If you have not been paying attention, more and more of what was considered random behavior is now being explained by math. To satisfy this standard of explanation, the math must be able to accurately forecast behaviors. Several good examples of this evolution in math, or perhaps more precisely in the understanding of social behavior, are seen in Sandy Pentland's new book, "Social Physics: How Good Ideas Spread-The Lessons from a New Science". Interesting discussion of social networks, information flows and how to modify behavior. Anyone who appreciates "big data" should read the book. Pentland's proposed policies on privacy and transparency make the book worthwhile even if you do not care about big data. Implications for the nature and role of government are the best partof the book in my opinion.
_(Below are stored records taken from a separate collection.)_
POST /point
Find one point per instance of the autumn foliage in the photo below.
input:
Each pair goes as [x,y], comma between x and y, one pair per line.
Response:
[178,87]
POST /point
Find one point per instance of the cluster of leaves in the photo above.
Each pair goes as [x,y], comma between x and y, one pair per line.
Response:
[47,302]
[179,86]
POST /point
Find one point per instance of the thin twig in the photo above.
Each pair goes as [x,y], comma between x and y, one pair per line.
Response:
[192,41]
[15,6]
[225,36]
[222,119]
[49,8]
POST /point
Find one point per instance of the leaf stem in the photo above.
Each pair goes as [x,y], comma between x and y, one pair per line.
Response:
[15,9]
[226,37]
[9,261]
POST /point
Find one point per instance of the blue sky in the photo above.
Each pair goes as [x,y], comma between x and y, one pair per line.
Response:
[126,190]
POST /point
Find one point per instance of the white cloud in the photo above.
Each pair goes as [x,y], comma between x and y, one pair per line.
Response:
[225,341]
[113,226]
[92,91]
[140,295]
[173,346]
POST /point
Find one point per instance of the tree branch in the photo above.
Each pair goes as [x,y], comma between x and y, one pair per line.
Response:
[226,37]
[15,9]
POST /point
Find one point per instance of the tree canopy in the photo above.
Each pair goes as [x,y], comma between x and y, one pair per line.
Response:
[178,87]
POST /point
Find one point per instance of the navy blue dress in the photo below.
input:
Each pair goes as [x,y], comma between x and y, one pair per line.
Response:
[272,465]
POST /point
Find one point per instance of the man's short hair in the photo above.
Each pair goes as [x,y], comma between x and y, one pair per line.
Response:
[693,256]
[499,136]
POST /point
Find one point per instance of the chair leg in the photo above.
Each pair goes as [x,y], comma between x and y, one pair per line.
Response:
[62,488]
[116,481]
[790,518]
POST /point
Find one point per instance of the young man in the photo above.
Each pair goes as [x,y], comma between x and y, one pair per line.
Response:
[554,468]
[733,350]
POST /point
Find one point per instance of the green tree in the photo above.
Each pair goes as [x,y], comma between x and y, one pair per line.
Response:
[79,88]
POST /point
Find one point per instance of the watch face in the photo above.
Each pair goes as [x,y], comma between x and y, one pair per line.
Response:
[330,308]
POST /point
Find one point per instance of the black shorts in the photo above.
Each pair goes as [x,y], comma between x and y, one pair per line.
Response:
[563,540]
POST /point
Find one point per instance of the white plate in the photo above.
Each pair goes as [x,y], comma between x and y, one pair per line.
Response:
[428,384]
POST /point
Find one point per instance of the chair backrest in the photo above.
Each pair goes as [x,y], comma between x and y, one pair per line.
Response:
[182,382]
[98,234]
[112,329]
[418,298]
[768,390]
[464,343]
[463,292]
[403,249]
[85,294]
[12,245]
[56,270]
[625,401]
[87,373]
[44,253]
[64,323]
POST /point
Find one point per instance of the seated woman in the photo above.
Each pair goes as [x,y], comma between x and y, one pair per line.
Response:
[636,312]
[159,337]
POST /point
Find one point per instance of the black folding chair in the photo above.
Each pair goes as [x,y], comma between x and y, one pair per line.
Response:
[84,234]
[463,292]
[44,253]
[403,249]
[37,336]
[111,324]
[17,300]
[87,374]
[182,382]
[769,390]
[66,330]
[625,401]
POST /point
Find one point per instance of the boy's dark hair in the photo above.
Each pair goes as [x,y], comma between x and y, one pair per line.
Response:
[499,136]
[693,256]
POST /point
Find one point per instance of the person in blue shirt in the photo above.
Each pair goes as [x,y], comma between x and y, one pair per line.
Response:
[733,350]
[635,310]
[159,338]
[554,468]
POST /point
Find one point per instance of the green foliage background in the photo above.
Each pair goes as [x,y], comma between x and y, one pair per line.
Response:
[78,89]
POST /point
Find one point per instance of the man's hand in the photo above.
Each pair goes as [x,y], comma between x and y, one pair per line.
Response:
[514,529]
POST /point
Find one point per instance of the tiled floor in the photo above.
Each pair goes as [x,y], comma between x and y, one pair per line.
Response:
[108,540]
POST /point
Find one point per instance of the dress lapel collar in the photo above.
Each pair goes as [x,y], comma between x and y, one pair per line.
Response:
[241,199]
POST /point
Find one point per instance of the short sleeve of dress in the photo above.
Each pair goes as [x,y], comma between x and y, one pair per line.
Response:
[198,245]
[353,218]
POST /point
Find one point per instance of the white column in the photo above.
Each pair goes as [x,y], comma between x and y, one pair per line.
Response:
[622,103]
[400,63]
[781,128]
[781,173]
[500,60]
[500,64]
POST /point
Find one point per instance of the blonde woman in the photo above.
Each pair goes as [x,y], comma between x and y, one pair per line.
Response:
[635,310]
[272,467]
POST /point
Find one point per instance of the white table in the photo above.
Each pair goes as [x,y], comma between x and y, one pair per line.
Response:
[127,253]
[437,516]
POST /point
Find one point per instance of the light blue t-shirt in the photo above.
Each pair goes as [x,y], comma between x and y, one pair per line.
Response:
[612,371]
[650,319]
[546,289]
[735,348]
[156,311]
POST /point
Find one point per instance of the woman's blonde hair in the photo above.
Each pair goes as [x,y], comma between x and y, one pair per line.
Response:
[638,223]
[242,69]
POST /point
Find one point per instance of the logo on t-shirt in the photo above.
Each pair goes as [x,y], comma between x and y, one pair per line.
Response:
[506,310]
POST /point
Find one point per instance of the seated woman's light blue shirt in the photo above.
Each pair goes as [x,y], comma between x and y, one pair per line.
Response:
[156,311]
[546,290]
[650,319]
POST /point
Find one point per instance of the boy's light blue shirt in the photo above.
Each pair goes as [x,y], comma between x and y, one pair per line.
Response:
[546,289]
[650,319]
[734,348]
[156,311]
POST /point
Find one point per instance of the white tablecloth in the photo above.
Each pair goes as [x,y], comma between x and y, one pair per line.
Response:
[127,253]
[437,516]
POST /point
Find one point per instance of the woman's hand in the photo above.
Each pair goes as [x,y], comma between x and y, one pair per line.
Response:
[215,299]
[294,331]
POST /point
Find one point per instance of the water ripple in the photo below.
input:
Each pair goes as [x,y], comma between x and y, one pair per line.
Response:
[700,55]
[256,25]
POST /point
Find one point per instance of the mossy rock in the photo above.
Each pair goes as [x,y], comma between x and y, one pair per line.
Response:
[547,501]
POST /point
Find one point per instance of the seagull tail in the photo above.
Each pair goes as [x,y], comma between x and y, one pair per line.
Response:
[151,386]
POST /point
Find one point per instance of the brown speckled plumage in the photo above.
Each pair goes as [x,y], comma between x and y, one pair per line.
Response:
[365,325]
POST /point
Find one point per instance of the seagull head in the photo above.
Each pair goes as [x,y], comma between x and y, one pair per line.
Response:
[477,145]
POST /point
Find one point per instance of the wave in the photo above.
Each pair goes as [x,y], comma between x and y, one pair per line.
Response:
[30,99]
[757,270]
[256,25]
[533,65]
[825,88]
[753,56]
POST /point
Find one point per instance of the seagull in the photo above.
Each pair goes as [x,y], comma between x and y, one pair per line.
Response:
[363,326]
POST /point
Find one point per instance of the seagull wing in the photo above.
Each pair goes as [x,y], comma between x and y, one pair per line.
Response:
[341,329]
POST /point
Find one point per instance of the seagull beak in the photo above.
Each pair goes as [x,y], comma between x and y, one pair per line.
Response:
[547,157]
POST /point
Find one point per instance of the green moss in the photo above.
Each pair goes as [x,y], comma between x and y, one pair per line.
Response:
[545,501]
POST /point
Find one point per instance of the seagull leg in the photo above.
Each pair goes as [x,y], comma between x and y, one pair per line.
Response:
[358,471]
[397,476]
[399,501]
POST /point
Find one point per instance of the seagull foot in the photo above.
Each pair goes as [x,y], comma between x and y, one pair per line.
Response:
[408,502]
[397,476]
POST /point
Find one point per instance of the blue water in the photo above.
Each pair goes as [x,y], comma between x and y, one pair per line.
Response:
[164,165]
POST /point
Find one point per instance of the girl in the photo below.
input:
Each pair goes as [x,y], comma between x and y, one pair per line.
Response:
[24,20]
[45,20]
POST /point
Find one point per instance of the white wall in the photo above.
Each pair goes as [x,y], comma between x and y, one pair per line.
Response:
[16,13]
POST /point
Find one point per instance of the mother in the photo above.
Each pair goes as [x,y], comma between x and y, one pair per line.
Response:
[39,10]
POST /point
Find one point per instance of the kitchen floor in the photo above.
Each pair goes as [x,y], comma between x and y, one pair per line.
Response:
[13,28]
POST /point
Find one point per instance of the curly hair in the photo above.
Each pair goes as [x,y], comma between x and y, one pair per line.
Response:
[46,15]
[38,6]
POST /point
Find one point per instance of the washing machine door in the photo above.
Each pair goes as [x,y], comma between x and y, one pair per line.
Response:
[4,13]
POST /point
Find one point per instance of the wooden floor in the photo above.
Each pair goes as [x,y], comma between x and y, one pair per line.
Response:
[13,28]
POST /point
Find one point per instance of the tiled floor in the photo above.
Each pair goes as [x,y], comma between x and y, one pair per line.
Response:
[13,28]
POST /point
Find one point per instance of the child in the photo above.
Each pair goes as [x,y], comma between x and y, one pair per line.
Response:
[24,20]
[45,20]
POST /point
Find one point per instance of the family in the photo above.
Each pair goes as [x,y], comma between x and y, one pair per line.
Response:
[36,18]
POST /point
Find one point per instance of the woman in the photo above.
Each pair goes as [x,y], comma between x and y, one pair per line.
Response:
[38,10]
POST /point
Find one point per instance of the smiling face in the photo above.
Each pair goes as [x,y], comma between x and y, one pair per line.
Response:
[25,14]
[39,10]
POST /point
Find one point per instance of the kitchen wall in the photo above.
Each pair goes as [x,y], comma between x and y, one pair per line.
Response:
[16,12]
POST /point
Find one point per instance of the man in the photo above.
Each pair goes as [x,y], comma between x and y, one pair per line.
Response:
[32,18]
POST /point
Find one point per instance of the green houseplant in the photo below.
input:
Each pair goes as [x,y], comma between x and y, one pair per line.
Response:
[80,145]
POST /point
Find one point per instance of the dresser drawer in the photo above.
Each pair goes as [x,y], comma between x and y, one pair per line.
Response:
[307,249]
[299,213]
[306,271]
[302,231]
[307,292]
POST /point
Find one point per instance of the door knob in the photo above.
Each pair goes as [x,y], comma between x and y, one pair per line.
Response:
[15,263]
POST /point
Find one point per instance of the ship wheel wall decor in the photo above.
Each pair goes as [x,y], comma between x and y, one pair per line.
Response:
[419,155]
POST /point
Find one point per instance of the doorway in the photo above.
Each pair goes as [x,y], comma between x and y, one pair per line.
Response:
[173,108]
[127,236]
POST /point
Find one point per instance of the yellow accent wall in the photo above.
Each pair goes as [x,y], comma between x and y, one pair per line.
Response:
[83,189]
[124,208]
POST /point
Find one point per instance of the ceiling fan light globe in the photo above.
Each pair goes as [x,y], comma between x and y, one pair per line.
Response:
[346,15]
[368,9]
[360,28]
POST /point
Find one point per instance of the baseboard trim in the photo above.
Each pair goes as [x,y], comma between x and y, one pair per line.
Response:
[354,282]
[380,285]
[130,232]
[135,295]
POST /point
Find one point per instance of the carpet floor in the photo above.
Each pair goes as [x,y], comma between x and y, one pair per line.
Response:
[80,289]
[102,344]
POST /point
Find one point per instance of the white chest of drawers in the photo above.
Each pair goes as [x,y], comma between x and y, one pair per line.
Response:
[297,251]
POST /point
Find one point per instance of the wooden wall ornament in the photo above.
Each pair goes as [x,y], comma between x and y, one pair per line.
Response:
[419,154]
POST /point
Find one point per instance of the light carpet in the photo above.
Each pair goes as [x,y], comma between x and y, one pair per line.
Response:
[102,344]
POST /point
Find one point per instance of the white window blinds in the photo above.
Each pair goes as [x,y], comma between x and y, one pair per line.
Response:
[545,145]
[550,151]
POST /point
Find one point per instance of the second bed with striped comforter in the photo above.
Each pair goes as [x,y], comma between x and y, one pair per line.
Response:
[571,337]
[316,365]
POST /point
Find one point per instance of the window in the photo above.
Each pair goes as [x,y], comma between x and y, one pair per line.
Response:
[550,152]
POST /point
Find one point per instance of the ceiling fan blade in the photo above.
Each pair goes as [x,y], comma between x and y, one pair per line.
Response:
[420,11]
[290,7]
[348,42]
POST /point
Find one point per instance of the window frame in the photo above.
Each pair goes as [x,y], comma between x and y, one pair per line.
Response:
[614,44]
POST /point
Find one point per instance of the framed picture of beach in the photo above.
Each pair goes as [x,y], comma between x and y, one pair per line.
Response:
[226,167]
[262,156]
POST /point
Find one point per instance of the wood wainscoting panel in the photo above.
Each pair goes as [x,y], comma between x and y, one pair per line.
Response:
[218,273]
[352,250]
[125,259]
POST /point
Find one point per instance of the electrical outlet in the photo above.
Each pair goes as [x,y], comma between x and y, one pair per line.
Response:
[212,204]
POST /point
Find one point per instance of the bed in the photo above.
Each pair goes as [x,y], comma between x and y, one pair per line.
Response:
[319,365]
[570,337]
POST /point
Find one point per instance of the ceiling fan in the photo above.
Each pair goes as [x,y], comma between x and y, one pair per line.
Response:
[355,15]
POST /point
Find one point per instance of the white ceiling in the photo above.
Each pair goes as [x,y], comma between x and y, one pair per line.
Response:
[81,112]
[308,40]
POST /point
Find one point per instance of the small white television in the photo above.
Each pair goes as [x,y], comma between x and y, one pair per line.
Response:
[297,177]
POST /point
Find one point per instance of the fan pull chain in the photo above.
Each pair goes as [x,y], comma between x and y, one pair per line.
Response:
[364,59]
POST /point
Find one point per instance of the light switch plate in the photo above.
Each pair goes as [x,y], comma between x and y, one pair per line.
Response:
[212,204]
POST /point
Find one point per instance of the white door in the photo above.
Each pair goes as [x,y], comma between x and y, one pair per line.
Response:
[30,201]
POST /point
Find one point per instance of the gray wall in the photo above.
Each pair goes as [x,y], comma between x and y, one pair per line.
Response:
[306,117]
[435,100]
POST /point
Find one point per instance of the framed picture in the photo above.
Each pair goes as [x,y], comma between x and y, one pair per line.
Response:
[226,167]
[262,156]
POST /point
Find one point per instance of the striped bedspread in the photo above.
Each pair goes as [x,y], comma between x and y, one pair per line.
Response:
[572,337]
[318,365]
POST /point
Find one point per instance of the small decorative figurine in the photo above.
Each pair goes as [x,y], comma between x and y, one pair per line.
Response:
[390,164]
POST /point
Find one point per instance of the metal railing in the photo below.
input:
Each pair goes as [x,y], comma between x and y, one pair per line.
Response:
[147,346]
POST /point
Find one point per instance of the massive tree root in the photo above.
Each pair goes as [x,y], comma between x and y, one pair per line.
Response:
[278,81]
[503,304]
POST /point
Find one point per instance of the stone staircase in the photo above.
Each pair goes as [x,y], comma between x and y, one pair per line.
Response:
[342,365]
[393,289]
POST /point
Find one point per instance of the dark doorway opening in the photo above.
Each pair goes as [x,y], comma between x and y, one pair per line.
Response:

Another example of math being applied to social organizations is the work of Geoffrey B. West, “Why Cities Keep on Growing, Corporations Always Die, and Life Gets Faster”. West trained as a physicist and late in his career turned to studying the growth pattern of cities. Regardless of location around the world, culture, type of government, etc, cities behave according to certain mathematical rules. Cities also exhibit certain properties that insure they last forever, whereas companies and people have properties which explain a definite lifetime. Maybe we should encourage the return of city states. Maybe Shanghai has already reached that status.
One should not overlook the irony that computers are crunching the numbers to explain more and more of our lives by numbers. The pace at which we approach the world of Ray Kurweil is perhaps accelerating. "How to Create a Mind, the Secret of Human Thought Revealed" by Ray Kurzweil. Fascinating book.